A oposição venezuelana retomou, nesta quarta-feira (15), as atividades parlamentares, um dia após forças de segurança impedirem a sua sessão, o que seu líder, Juan Guaidó, denunciou como uma tentativa do governo de fechar o Legislativo.

“Aqui estamos, em sessão, dando a cara ao povo”, afirmou Guaidó após começar o debate no Legislativo, único poder nas mãos da oposição, alvo de uma investida oficialista desde uma fracassada rebelião militar em 30 de abril contra Nicolás Maduro.

Embora não tenha sido informado o número de comparecimentos, vários assentos e o espaço para a imprensa estavam vazios.

Guaidó, líder parlamentar reconhecido como presidente interino da Venezuela por cerca de 50 países, disse que com o bloqueio da Assembleia, o governo socialista mostrou ao mundo a véspera “que são uma cruel e vulgar ditadura”.

Na terça, agentes da Guarda Nacional, policiais e agentes do serviço de inteligência (Sebin) isolaram e bloquearam as entradas do Palácio Federal, uma operação que o número dois do chavismo, Diosdado Cabello, justificou citando uma ameaça de bomba.

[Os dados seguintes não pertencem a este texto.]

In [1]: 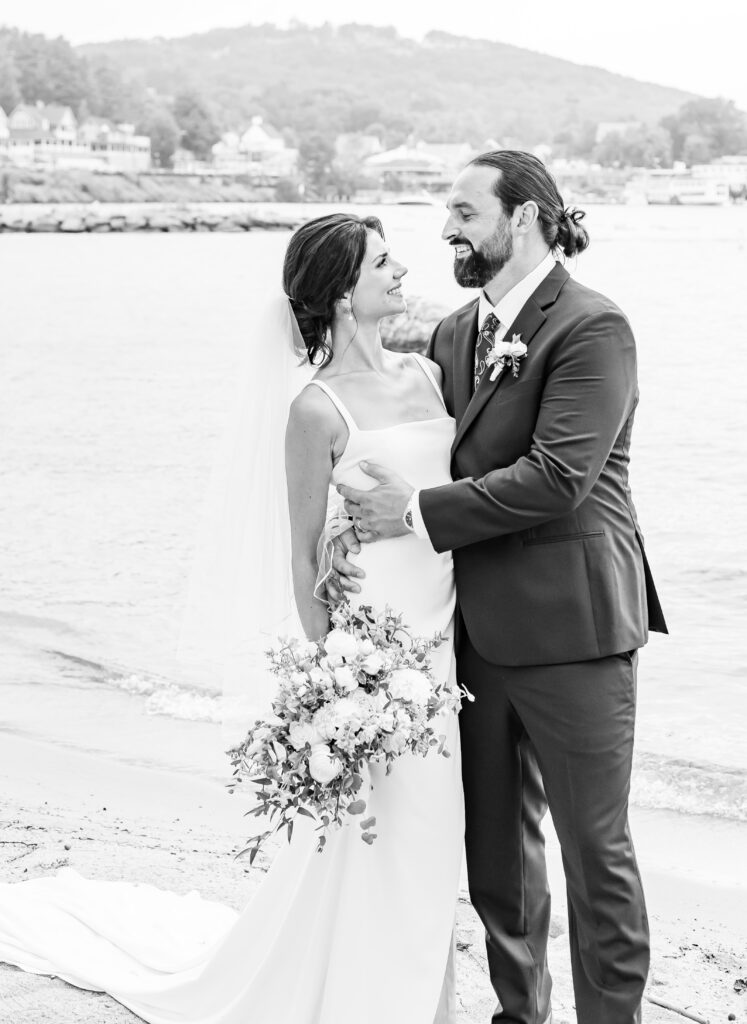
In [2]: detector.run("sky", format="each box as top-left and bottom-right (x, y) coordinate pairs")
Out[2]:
(0, 0), (747, 111)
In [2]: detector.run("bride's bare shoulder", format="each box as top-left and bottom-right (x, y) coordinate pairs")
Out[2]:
(288, 384), (339, 430)
(413, 355), (444, 387)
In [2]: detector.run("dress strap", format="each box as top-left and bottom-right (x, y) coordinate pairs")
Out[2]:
(308, 380), (358, 433)
(410, 352), (449, 413)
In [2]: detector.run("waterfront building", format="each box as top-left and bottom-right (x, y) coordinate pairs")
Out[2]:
(363, 140), (474, 190)
(78, 118), (151, 172)
(693, 154), (747, 188)
(7, 100), (86, 167)
(212, 115), (298, 183)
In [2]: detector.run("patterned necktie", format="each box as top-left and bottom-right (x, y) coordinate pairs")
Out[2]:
(474, 313), (501, 391)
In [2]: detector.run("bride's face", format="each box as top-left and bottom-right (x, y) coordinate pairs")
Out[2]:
(352, 230), (407, 322)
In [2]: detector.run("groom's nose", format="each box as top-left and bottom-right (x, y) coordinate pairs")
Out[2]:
(441, 213), (459, 242)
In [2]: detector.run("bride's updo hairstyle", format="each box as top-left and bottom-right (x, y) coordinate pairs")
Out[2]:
(283, 213), (384, 366)
(469, 150), (589, 256)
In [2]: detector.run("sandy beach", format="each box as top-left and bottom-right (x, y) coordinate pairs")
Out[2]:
(0, 719), (747, 1024)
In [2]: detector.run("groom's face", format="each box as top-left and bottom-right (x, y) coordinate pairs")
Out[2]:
(442, 167), (513, 288)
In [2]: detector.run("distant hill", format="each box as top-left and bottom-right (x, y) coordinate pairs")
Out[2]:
(76, 25), (693, 145)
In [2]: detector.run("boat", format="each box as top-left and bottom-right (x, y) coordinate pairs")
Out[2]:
(635, 171), (731, 206)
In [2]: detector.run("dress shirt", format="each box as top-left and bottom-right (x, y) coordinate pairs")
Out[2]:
(410, 253), (555, 541)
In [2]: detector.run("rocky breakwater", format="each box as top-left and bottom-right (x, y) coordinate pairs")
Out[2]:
(0, 205), (304, 234)
(381, 295), (451, 352)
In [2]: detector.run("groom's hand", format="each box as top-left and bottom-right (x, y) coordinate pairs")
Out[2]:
(337, 462), (415, 544)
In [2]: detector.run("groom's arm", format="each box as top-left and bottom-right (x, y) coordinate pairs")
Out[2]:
(418, 310), (636, 551)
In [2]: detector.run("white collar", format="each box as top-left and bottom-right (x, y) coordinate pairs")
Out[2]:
(478, 253), (555, 330)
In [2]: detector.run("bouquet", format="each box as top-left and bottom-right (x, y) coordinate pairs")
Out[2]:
(229, 603), (468, 863)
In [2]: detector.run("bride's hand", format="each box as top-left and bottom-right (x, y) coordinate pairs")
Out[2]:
(325, 527), (366, 604)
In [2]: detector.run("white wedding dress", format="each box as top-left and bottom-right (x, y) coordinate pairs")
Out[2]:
(0, 359), (463, 1024)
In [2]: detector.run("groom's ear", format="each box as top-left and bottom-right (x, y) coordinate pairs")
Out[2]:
(513, 200), (539, 234)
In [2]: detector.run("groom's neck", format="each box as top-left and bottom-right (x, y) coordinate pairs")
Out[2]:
(483, 246), (549, 305)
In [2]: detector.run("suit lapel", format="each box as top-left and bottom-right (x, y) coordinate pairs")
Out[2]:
(451, 263), (569, 456)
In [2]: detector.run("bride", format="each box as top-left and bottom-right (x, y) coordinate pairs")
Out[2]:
(0, 214), (463, 1024)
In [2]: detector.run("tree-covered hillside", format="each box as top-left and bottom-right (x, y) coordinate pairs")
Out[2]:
(78, 25), (691, 145)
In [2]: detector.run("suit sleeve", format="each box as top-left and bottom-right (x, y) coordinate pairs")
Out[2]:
(420, 310), (637, 551)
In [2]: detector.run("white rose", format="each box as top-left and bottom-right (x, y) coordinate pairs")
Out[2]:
(313, 705), (337, 739)
(379, 711), (395, 732)
(288, 722), (324, 751)
(308, 669), (332, 686)
(308, 743), (342, 785)
(335, 665), (358, 693)
(350, 686), (377, 718)
(293, 640), (319, 662)
(362, 650), (384, 676)
(324, 630), (358, 660)
(331, 697), (364, 729)
(381, 732), (407, 756)
(389, 669), (430, 706)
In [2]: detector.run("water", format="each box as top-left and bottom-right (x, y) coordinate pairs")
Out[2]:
(0, 207), (747, 820)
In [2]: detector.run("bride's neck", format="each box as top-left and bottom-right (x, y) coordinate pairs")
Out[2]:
(331, 319), (384, 374)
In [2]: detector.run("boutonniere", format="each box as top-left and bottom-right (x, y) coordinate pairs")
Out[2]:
(485, 334), (527, 381)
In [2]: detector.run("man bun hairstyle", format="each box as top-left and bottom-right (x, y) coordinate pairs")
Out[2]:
(469, 150), (589, 256)
(283, 213), (384, 366)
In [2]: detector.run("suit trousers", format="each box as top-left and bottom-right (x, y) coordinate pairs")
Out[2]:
(457, 629), (649, 1024)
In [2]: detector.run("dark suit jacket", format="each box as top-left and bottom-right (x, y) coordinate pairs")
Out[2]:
(420, 263), (667, 666)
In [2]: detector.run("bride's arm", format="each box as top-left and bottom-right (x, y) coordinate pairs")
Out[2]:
(285, 387), (339, 640)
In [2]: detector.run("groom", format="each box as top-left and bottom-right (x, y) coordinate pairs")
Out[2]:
(335, 151), (666, 1024)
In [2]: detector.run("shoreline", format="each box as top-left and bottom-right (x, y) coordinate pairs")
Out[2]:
(0, 200), (307, 234)
(0, 732), (747, 1024)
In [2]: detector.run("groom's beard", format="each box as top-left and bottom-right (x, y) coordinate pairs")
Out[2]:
(452, 224), (513, 288)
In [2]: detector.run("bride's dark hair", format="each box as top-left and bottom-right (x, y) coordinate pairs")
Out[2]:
(283, 213), (384, 366)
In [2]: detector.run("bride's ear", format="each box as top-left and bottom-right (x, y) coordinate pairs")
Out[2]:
(336, 295), (354, 319)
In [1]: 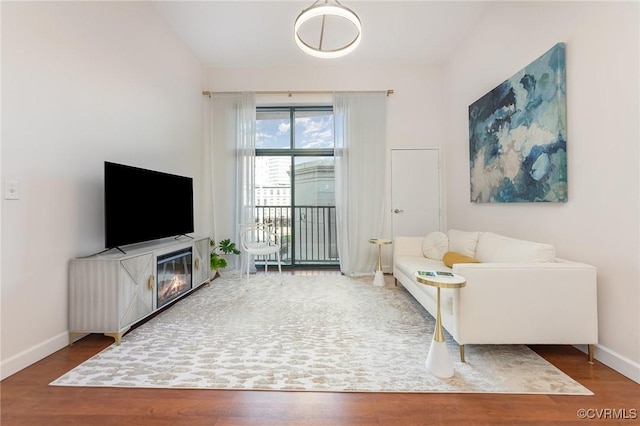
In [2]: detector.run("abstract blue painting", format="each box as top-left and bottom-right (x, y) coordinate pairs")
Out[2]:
(469, 43), (567, 203)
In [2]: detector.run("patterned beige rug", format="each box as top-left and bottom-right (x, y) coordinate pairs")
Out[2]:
(51, 274), (592, 395)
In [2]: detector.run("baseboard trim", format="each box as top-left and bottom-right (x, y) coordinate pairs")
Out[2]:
(575, 345), (640, 384)
(0, 332), (69, 380)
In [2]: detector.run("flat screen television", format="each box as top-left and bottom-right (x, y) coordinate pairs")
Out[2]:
(104, 161), (194, 249)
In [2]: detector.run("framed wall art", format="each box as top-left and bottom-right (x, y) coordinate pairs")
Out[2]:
(469, 43), (567, 203)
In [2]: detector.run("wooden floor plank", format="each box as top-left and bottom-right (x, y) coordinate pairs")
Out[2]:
(0, 272), (640, 426)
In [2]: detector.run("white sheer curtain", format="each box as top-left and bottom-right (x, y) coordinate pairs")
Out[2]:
(210, 92), (256, 269)
(333, 92), (387, 275)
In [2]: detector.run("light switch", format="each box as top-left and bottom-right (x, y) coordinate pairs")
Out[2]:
(4, 181), (20, 200)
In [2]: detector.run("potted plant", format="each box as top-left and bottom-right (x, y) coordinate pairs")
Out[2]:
(209, 238), (240, 272)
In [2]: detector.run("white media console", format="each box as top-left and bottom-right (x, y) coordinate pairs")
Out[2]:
(69, 237), (209, 345)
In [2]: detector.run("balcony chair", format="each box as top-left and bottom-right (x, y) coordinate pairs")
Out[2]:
(240, 224), (282, 283)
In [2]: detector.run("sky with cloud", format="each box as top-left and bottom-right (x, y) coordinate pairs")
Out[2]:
(256, 112), (333, 149)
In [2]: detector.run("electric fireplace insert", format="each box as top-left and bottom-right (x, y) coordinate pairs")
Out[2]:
(156, 247), (193, 308)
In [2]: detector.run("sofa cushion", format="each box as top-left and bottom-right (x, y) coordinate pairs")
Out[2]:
(422, 232), (449, 260)
(448, 229), (480, 257)
(442, 251), (478, 268)
(475, 232), (556, 263)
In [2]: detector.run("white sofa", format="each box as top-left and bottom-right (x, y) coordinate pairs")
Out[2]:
(393, 229), (598, 362)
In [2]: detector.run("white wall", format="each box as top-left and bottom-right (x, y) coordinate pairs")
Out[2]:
(1, 2), (205, 378)
(446, 2), (640, 381)
(206, 60), (445, 271)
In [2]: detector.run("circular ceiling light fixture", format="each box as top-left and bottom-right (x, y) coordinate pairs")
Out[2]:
(294, 0), (362, 59)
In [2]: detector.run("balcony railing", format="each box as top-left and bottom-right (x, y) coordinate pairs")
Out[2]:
(255, 206), (339, 266)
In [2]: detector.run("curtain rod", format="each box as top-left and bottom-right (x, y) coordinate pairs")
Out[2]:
(202, 89), (394, 97)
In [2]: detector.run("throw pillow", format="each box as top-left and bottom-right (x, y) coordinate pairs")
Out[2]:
(422, 232), (449, 260)
(475, 232), (556, 263)
(442, 251), (480, 268)
(449, 229), (480, 257)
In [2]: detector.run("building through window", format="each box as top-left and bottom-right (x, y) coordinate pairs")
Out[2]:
(254, 106), (338, 267)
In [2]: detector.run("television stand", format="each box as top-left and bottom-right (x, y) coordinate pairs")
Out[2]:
(69, 237), (210, 345)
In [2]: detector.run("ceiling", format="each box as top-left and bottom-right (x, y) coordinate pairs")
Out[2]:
(152, 0), (490, 68)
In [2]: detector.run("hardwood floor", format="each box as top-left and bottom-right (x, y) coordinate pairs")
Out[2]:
(0, 274), (640, 426)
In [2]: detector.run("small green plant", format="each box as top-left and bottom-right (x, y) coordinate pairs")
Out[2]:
(209, 238), (240, 271)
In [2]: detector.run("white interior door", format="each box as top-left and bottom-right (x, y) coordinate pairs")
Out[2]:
(391, 149), (442, 237)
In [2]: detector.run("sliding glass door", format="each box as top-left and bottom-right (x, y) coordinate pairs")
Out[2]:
(255, 107), (339, 267)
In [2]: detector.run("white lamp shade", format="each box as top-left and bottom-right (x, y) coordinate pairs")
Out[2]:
(294, 3), (362, 58)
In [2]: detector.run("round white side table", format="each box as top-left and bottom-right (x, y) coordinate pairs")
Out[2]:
(369, 238), (393, 287)
(414, 271), (467, 379)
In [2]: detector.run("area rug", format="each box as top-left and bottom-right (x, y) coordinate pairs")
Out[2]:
(51, 274), (592, 395)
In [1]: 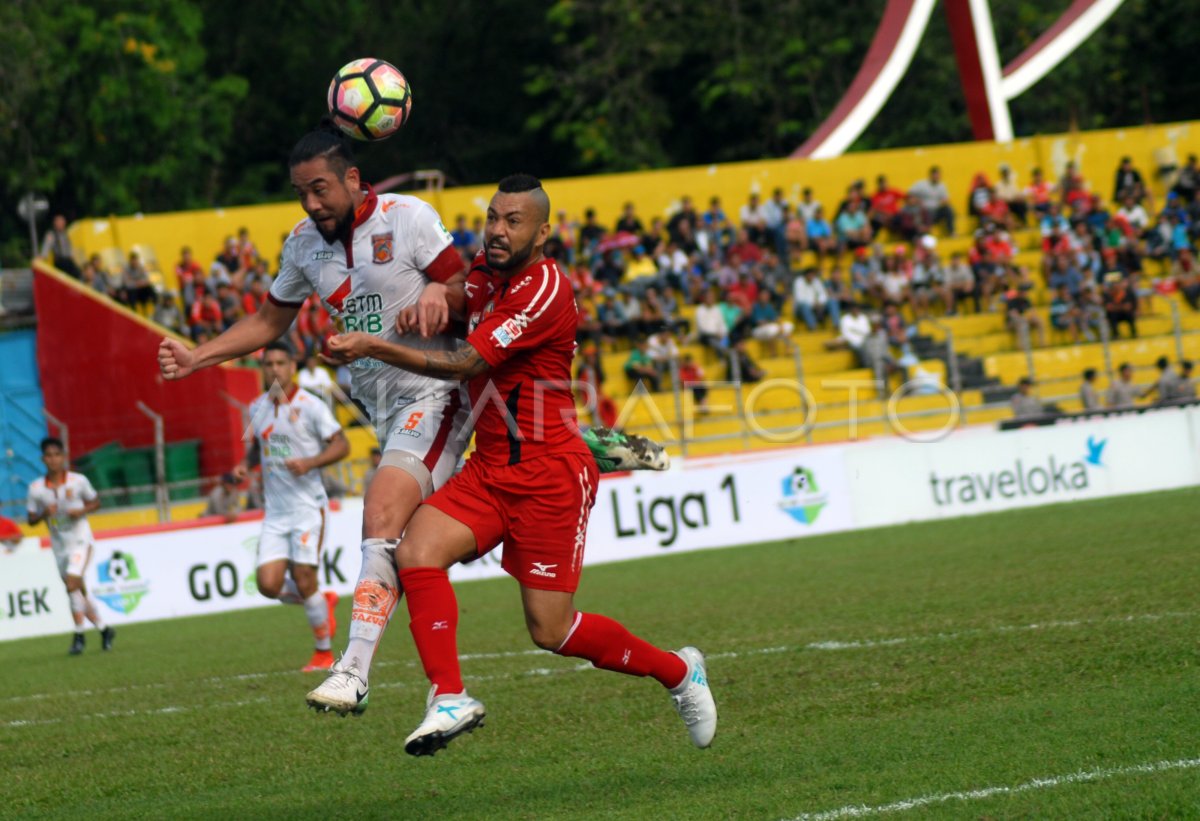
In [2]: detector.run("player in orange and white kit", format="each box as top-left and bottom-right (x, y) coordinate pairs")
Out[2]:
(25, 437), (116, 655)
(329, 174), (716, 755)
(234, 342), (350, 672)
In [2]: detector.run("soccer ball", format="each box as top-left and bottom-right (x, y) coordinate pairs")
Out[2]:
(329, 58), (413, 139)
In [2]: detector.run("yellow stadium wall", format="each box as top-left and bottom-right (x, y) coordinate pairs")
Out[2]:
(71, 121), (1200, 287)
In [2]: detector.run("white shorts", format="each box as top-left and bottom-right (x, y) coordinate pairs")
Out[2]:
(376, 389), (472, 490)
(258, 508), (329, 567)
(54, 541), (92, 579)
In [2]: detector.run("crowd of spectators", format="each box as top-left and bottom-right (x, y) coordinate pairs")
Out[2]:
(43, 156), (1200, 412)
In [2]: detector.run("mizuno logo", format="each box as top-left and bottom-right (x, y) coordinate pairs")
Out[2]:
(529, 562), (558, 579)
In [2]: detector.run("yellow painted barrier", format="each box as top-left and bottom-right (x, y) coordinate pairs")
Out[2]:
(71, 121), (1200, 276)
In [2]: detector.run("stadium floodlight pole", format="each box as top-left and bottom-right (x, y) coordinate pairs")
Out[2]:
(138, 400), (170, 522)
(17, 192), (50, 259)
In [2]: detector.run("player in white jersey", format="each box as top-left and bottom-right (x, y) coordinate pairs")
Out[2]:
(158, 124), (470, 700)
(25, 437), (116, 655)
(234, 342), (350, 672)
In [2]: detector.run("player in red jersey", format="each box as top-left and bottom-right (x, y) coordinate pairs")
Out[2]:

“A opção na Venezuela é lutar, seguir adiante (…) e aqui está seu Parlamento para acompanhá-los e sair desta crise”, disse Guaidó em um debate sobre as represálias judiciais contra parlamentares, ao qual a Guarda Nacional proibiu a entrada de jornalistas, embora a Assembleia tenha transmitido pelo Twitter.

“Estão tentando fechar pelas vias dos fatos o Parlamento nacional”, tinha denunciado na terça o engenheiro de 35 anos.

Nesta quarta, garantiu, contudo, que o “fim da usurpação” está próximo, em referência à Presidência de Maduro, cujo segundo mandato o Congresso considera ilegítimo.

– Parlamento diminuído –

Quatorze deputados foram acusados de traição à pátria e conspiração pelo Supremo Tribunal de Justiça (TSJ, na sigla em espanhol), alinhado com o governo, por seu apoio ao levante liderado por Guaidó. Mais tarde, a Assembleia Constituinte chavista lhes retirou seu foro privilegiado.

A face mais visível do levante é Edgar Zambrano, braço direito de Guaidó e vice-presidente do Parlamento, que foi detido em Fuerte Tiuna, principal complexo militar em Caracas, após ser preso há uma semana.

Quatro parlamentares se refugiaram em residências de embaixadores em Caracas, o último deles, Franco Casella, recebido na casa do diplomata mexicano para oferecer “proteção e resguardo”, anunciou nesta terça-feira o governo desse país.

Este fato chamou atenção porque o México – diferentemente de países como Brasil, Argentina e Colômbia, reconhece Maduro e não Guaidó.

Além disso um deputado fugiu para a Colômbia e o legislador Freddy Superlano anunciou nesta quarta no Twitter que passou para “a clandestinidade” dentro da Venezuela para evitar sua prisão.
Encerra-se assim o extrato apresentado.